North Korea Fires Two Nuclear Ballistic Missiles

North Korea has fired two short-range ballistic missiles early Thursday, the South Korean military has said.

The two missiles were reportedly fired from North Hwanghae province, south of Pyongyang, towards the sea east of the Korean peninsula, the South Korean Joint Chiefs of Staff said.

The South says it has tracked the projectiles and is currently monitoring the situation.

Read the rest of the CNN report below:

The launch is the latest saber rattling on the peninsula that roils with tension. The show of force follows a North Korean claim that it has miniaturized nuclear warheads to fit on ballistic missiles, according to the state-run Korean Central News Agency.

Also Thursday, KCNA published a statement that "all agreements on economic cooperation and business exchanges adopted by North and South are invalid."

This comes after Seoul last month ordered the closure of the Kaesong industrial complex, a rare symbol of cooperation between the two Koreas.

Describing the shuttering of Kaesong as a "unilateral" move, KCNA said Pyongyang "will completely liquidate all South Korean companies and relevant assets" within its borders.

'Ready at any time'

Tensions have heightened on the Korean peninsula following a fourth North Korean nuclear test and joint U.S.-South Korean military drills.

Around 17,000 U.S. military personnel and 300,000 South Korean troops are currently taking part in what the South Korean Defense Ministry described as the "largest ever" joint military exercises.

North Korea on Sunday warned it would make a "pre-emptive and offensive nuclear strike" in response to the joint exercises.

The South Korean military spokesman said the two allies were "closely monitoring" signs of North Korean provocation.

"As of now, there are no direct signs of provocation, but we are planning to continuously strengthen surveillance," Defense Ministry spokesman Moon Sang-gyun said.

Last week, the Korean Central News Agency reported that Kim said his country's "nuclear warheads need to be ready for use at any time."

"Under the extreme situation that the U.S. imperialist is misusing its military influence and is pressuring other countries and people to start war and catastrophe, the only way for our people to protect sovereignty and rights to live is to strengthen the quality and quantity of nuclear power and realize the balance of power," Kim said, according to the KCNA.
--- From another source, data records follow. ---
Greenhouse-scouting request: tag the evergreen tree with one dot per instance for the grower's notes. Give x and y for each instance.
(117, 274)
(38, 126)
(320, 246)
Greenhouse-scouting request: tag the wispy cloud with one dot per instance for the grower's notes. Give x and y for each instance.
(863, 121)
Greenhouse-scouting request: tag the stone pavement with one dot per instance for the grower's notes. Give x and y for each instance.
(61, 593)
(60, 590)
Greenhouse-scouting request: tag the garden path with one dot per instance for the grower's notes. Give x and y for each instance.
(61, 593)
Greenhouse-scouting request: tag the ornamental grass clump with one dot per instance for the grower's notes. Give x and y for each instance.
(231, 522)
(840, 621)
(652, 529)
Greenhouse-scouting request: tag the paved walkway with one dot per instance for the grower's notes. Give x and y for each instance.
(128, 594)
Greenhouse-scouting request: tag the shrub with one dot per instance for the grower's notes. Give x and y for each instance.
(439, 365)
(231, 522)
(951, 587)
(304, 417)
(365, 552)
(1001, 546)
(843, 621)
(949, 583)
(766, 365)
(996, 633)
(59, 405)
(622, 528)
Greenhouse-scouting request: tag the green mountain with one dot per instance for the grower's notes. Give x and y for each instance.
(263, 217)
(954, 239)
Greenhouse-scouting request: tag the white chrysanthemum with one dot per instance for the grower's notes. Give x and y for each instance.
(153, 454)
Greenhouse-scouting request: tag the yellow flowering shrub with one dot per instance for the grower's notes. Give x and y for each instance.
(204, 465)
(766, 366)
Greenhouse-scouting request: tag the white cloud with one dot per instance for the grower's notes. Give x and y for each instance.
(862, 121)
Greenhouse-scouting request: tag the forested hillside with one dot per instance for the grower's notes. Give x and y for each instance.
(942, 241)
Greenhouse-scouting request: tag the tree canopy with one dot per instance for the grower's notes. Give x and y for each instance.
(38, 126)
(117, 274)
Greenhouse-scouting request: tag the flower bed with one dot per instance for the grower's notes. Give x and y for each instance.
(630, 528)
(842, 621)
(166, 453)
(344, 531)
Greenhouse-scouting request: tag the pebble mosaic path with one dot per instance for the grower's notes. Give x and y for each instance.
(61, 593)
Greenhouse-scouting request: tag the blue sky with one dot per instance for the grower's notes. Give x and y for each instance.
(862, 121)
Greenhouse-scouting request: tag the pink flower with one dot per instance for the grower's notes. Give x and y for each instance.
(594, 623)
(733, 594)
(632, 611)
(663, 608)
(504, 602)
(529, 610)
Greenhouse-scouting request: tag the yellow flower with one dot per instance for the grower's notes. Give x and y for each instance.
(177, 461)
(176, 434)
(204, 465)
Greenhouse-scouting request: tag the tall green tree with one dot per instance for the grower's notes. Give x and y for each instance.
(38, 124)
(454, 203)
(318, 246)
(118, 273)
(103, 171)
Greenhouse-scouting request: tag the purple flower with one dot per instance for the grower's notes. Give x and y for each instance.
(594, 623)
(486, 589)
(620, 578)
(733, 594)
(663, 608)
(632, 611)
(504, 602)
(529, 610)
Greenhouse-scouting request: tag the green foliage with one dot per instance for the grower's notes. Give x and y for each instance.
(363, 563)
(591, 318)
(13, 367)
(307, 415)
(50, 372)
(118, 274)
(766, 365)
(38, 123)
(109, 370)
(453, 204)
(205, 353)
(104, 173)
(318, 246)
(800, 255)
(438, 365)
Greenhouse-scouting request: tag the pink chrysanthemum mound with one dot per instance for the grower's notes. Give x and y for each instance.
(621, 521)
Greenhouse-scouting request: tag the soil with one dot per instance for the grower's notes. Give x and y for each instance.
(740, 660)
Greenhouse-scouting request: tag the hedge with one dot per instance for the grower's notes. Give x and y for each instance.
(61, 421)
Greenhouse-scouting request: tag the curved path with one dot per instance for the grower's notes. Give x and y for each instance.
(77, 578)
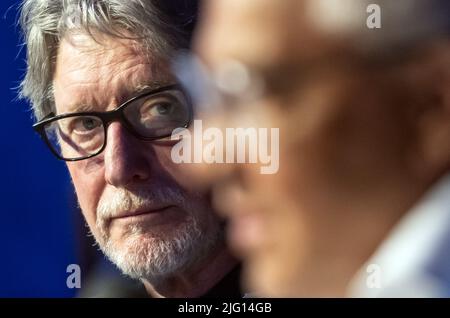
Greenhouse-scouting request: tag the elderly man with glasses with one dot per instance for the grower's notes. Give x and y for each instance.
(100, 84)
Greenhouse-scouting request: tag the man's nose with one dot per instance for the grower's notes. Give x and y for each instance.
(126, 159)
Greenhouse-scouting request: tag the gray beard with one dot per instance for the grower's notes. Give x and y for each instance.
(156, 256)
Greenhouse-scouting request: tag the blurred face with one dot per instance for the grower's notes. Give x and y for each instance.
(343, 148)
(141, 217)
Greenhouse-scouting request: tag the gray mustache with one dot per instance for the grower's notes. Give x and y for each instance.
(143, 198)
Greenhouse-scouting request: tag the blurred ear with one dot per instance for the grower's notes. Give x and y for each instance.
(431, 78)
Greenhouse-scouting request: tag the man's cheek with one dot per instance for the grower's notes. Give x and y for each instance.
(88, 194)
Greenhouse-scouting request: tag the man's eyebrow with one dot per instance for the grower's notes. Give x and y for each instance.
(141, 88)
(80, 108)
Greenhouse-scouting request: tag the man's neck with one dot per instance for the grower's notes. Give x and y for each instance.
(196, 281)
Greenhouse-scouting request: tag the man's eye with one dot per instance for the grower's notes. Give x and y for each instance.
(85, 124)
(163, 109)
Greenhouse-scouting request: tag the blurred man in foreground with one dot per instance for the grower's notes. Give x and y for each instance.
(360, 205)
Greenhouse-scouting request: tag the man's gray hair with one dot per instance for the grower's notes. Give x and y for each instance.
(160, 26)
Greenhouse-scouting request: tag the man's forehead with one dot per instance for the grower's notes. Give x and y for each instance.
(89, 71)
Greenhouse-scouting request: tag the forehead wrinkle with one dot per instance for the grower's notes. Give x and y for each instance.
(105, 75)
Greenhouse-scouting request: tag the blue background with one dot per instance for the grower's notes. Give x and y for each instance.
(37, 214)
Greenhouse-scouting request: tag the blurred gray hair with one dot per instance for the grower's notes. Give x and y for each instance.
(160, 27)
(404, 22)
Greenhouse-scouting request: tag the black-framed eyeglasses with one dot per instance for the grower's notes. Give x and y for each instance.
(149, 116)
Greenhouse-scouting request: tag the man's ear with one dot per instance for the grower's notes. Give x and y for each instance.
(432, 80)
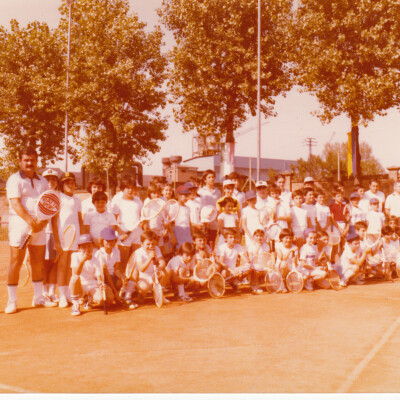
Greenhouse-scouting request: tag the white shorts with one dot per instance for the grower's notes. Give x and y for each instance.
(18, 231)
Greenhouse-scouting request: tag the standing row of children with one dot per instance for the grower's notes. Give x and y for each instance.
(230, 228)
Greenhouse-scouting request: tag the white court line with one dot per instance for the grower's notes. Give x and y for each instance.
(14, 389)
(348, 383)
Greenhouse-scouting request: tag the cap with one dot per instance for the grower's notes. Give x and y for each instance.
(50, 172)
(67, 176)
(86, 238)
(261, 184)
(354, 196)
(208, 214)
(108, 233)
(190, 185)
(182, 190)
(352, 236)
(228, 182)
(251, 194)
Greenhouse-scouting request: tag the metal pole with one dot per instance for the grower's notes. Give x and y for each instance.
(259, 92)
(66, 105)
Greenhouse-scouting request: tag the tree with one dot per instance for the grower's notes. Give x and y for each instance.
(31, 92)
(116, 94)
(347, 56)
(213, 79)
(325, 166)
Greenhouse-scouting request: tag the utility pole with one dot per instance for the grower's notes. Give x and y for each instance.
(310, 142)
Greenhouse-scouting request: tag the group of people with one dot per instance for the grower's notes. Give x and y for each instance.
(117, 255)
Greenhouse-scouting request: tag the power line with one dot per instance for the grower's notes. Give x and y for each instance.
(310, 142)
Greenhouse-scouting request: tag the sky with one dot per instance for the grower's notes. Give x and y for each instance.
(282, 136)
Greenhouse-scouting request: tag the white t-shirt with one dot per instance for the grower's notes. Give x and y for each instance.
(98, 221)
(20, 186)
(311, 212)
(322, 214)
(68, 215)
(299, 221)
(90, 270)
(309, 254)
(375, 220)
(393, 204)
(128, 212)
(210, 198)
(230, 256)
(109, 259)
(368, 195)
(141, 257)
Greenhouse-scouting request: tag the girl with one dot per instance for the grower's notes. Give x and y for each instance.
(70, 214)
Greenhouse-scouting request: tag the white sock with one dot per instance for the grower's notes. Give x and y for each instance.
(130, 287)
(61, 290)
(52, 288)
(38, 289)
(181, 290)
(12, 293)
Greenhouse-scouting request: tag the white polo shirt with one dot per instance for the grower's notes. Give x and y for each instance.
(393, 204)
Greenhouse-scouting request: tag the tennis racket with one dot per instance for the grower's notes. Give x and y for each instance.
(24, 272)
(204, 270)
(130, 267)
(294, 281)
(157, 291)
(68, 239)
(47, 206)
(171, 210)
(372, 239)
(216, 286)
(273, 281)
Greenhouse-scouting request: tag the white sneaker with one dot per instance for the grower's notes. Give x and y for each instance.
(309, 286)
(75, 310)
(43, 302)
(11, 307)
(63, 303)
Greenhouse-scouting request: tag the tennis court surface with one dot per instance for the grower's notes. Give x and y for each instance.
(322, 341)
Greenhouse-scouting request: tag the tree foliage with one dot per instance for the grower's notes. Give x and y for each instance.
(117, 73)
(31, 91)
(213, 79)
(325, 166)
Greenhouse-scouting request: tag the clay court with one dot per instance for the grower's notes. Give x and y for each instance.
(322, 341)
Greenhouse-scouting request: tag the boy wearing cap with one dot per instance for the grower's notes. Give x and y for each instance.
(95, 221)
(374, 217)
(182, 226)
(351, 260)
(210, 195)
(250, 217)
(87, 276)
(70, 214)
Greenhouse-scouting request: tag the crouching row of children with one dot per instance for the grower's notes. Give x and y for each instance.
(92, 268)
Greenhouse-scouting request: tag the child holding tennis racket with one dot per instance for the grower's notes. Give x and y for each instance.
(228, 256)
(180, 270)
(70, 214)
(98, 219)
(149, 261)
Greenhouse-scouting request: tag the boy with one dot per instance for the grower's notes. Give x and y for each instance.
(323, 213)
(95, 221)
(300, 219)
(228, 256)
(180, 269)
(148, 262)
(351, 260)
(87, 276)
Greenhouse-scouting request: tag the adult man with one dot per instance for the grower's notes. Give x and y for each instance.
(392, 205)
(375, 193)
(23, 190)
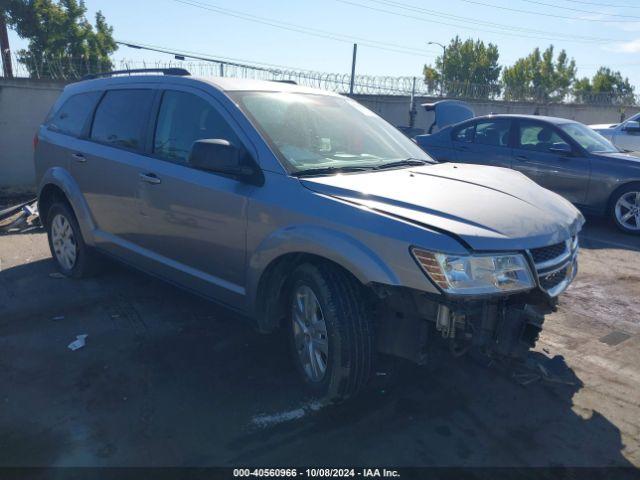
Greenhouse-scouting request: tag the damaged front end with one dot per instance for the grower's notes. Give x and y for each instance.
(410, 323)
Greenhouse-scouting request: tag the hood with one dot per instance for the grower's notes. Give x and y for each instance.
(604, 126)
(488, 208)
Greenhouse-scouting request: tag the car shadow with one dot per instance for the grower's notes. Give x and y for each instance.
(167, 378)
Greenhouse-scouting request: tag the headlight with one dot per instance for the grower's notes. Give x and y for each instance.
(476, 274)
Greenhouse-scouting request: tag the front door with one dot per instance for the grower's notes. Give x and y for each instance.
(193, 222)
(548, 158)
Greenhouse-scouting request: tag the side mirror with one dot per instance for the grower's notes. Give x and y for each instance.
(220, 156)
(561, 148)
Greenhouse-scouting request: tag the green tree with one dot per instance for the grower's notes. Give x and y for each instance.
(606, 86)
(470, 69)
(62, 42)
(539, 77)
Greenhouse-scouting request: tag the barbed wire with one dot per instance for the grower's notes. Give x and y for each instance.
(75, 69)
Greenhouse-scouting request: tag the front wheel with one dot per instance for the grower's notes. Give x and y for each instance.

While Pyongyang often issues saber-rattling statements during annual U.S. and South Korean joint exercises, "this year the level of anger is much greater," says Mike Chinoy, a former CNN senior international correspondent and the author of "Meltdown: The inside story of the North Korean nuclear crisis."

Chinoy told CNN he was concerned if North Korea "takes even a modest military step, the South will feel obliged to respond."

Nuclear warheads

Pyongyang's claims that it has miniaturized nuclear warheads comes after the North reported a successful test of what it said was a hydrogen bomb in February.

State media reported Wednesday that North Korean leader Kim Jong Un met with nuclear scientists and technicians, who briefed him on "research conducted to tip various type tactical and strategic ballistic missiles with nuclear warheads."

The agency also published photographs that appeared to show Kim visiting a facility where the warheads have been made to fit on ballistic missiles -- the first time state media has released images showing its miniaturized weapons technology. CNN cannot independently confirm the photos' veracity or the claims of the KCNA.

David Albright of the Institute for Science and International Security told CNN's Brian Todd on Monday that his group thinks the North Koreans had probably already miniaturized a warhead.

A South Korean Defense White Paper from 2014 also noted that its neighbor's ability to miniaturize nuclear weapons seemed, at the time, "to have reached a considerable level."

Chinoy said there was "no doubt (the North Koreans) are making progress, but it remains unclear whether they have actually miniaturized the warhead."

"No question they're moving in that direction."